Aufgeteilt in zwei 14er Gruppen mussten die Penzinger Stock­schützen am Samstag folglich 13 Partien bestreiten, um sich möglichst unter den Top 8 zu platzieren. Für den Einzug ins Achtelfinale. Mit 17:9 Punkten und Platz 2 in der Gruppe gelang dies sicher. „Mit unserer Leistung konnten wir durchaus zufrieden sein. Drei der vier verlorenen Spiele wurden erst mit dem letzten Schuss entschieden, lediglich bei der Niederlage gegen Sassbach haben wir eine schwache Leistung gezeigt“, analysiert Peischer den ersten Wettkampftag.

Platz 2 bedeutete für Sonntag ein Aufeinandertreffen mit dem Siebten der anderen Gruppe: dem SC Reicheneibach. In einer über zwölf Kehren spannenden und hochklassigen Partie stand es am Ende 26:26. Dank der besseren Vorrundenplatzierung genügte dies den Penzingern zum Weiterkommen.

Im Viertelfinale wartete der TuS Engelsberg. Nach den ersten vier Kehren lag der FC Penzing bereits mit 22:0 deutlich in Führung. „Leider haben wir dann ein paar unnötige Fehler gemacht und so den Gegner wieder zurück ins Spiel geholt“, berichtet Peischer. Glücklicherweise konnte der Vorsprung mit 32:30 knapp über die Ziellinie gerettet werden.

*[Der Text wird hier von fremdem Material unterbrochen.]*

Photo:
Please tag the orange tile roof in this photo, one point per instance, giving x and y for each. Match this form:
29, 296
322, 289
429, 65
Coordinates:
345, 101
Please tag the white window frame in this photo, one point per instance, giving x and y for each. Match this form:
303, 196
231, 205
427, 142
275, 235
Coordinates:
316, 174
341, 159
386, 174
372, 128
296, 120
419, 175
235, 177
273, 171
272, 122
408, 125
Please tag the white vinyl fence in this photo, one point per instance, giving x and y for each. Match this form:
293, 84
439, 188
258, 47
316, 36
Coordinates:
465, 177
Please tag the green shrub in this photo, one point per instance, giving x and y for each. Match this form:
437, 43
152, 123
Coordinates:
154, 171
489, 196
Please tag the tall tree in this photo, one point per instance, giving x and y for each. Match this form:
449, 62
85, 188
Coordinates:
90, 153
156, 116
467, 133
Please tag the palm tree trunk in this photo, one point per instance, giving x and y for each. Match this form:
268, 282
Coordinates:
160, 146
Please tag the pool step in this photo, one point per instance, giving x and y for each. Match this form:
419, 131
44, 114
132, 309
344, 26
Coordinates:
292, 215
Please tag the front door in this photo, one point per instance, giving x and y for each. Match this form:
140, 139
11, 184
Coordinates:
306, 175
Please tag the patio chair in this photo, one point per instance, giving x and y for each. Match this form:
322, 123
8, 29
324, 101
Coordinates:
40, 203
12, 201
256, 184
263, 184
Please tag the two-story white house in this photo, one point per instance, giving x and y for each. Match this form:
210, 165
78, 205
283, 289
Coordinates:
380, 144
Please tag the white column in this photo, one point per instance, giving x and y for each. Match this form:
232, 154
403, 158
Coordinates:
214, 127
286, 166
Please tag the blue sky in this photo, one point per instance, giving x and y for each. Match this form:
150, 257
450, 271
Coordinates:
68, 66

Im Halbfinale kam es wie schon in der Vorrunde zum Duell mit dem EC Sassbach. Diesmal war Penzing ebenbürtig, doch zur Halbzeit lag man dennoch mit 10:13 in Rückstand. Im zweiten Teil der Partie spielte Penzing dann nahezu perfekt, Sassbach musste abreißen lassen und nach dem 24:21 war der FCP im Finale.

Im Finale überlegen

Bei den letzten drei Meister­schaften gab es damit kein Bundesliga-Finale mehr ohne Penzinger Beteiligung. Nachdem man 2020 knapp unterlag, sollte nun gegen EC Gerabach der zweite Bundesliga-Titel der Vereinsgeschichte fixiert werden. Wer auf ein spannendes Finale hoffte wurde jedoch enttäuscht. Bereits nach zehn Kehren stand Penzing beim 32:6-Sieg als Gewinner der Bundesliga fest. Peischer zeigt sich selbst überrascht: „Gerabach konnte nicht an die vorherigen Leistungen anknüpfen, selbst wir zeigten nicht unsere beste Leistung, doch am Ende konnten wir den Sieg sicher nach Hause spielen.“

Passend zum Jubiläum wieder ein großer Erfolg, denn genau vor zehn Jahren sind die Penzinger in die 1. Bundesliga aufgestiegen. Großen Anteil am Titelgewinn misst Matthias Peischer dabei seinen beiden Teamkollegen Michael Wurmser und Stephan Ruile bei. Die Drei schießen bereits seit 16 Jahren gemeinsam in der ersten Mannschaft. „Trotz des wenigen Trainings in diesen Drucksituationen so eine starke Leistung abzurufen verdient Respekt und zeugt von ihrer langjährigen Erfahrung“, freut sich Kapitän Peischer über die guten Leistungen seiner Teamkollegen.

Daran möchten die Penzinger nun auch bei der kommenden Deutschen Meisterschaft anknüpfen. Und die findet in eineinhalb Wochen in Ruhpolding statt. Denn dieser Titel fehlt in der FCP-Sammlung noch.